VARESE, 20 dicembre 2025-Alleggerire la pressione sui reparti ospedalieri e, contemporaneamente, offrire alle famiglie una “rete di sicurezza” nel passaggio dall’ospedale a casa. È questo il cuore del nuovo progetto sperimentale approvato da ATS Insubria, che ha messo in campo risorse per 832.200 euro (fondi regionali) per garantire un’assistenza di transizione ai pazienti anziani fragili.

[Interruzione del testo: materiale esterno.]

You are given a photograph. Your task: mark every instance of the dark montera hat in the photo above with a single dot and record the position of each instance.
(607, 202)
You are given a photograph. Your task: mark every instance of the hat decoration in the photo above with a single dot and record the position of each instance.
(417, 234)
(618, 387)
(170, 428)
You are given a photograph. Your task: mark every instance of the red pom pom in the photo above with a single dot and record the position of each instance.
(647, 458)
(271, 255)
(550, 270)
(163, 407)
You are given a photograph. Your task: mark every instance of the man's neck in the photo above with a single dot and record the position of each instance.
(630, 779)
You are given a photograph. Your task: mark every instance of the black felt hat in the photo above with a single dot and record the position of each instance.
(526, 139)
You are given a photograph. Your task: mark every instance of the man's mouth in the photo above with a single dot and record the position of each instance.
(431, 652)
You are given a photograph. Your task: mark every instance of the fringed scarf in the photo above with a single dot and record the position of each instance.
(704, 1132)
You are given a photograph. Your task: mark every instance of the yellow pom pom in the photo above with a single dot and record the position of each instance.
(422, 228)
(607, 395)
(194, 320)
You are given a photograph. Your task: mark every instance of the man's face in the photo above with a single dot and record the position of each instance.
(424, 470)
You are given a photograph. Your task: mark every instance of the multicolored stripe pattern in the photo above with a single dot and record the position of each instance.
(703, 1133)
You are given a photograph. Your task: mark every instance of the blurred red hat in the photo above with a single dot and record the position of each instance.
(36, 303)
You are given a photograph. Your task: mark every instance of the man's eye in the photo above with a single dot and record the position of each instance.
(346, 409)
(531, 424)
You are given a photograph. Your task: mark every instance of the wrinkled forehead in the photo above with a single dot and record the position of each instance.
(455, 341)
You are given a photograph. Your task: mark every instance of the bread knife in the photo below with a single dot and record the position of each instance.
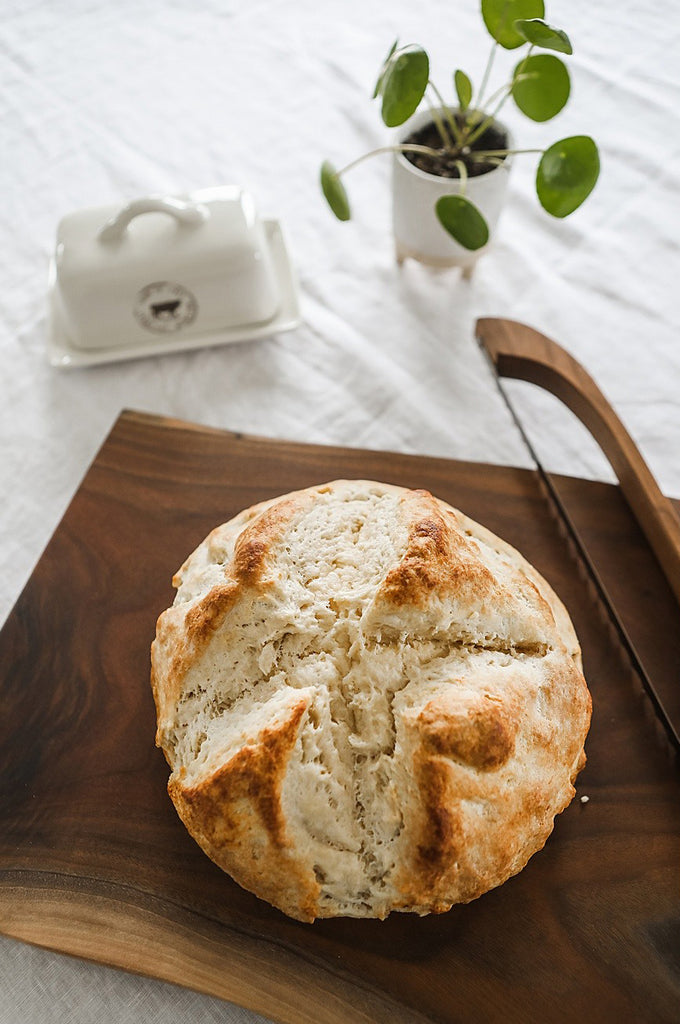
(516, 350)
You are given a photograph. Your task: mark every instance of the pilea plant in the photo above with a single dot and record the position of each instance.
(464, 139)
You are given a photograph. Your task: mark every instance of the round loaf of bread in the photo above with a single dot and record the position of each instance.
(369, 702)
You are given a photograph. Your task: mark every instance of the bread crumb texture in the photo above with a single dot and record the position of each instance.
(369, 702)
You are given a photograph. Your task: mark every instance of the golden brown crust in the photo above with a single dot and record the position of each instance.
(480, 735)
(236, 815)
(391, 709)
(436, 559)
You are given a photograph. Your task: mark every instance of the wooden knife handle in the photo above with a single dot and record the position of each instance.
(519, 351)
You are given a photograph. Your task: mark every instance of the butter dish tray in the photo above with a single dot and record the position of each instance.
(167, 274)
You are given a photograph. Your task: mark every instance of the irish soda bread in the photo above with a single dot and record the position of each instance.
(369, 702)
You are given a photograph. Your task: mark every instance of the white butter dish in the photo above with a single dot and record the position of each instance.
(167, 273)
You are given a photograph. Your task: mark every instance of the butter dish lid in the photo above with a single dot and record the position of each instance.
(165, 270)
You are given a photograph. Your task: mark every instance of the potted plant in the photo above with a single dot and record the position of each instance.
(452, 161)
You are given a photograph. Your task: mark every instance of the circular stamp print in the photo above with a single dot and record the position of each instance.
(165, 306)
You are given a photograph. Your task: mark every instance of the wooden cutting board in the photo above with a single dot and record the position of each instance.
(94, 861)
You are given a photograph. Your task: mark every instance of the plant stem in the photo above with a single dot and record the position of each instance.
(402, 147)
(492, 117)
(438, 124)
(483, 154)
(449, 114)
(463, 175)
(484, 82)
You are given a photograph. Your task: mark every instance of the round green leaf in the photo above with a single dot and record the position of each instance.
(404, 84)
(542, 86)
(566, 175)
(539, 33)
(463, 221)
(334, 190)
(378, 88)
(500, 17)
(463, 89)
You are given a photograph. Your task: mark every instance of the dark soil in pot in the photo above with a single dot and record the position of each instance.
(443, 165)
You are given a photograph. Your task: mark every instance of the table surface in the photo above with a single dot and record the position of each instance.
(101, 103)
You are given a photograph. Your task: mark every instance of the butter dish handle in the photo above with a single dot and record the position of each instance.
(190, 214)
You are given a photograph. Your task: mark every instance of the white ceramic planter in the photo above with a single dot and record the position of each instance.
(418, 233)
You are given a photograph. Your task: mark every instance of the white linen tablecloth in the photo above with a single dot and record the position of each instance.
(101, 102)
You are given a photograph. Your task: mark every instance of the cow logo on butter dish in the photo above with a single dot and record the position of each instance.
(164, 307)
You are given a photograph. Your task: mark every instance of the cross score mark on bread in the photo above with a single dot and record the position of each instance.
(369, 702)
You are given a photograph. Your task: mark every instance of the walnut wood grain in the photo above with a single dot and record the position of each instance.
(521, 352)
(94, 861)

Una risposta ai bisogni delle famiglie
Il progetto si rivolge a pazienti over 65 con un quadro clinico stabilizzato ma che non possono ancora rientrare al proprio domicilio. Le ragioni sono diverse: lavori di adeguamento dell’abitazione in corso, necessità di reperire personale di assistenza o attesa di un posto definitivo in una struttura sociosanitaria.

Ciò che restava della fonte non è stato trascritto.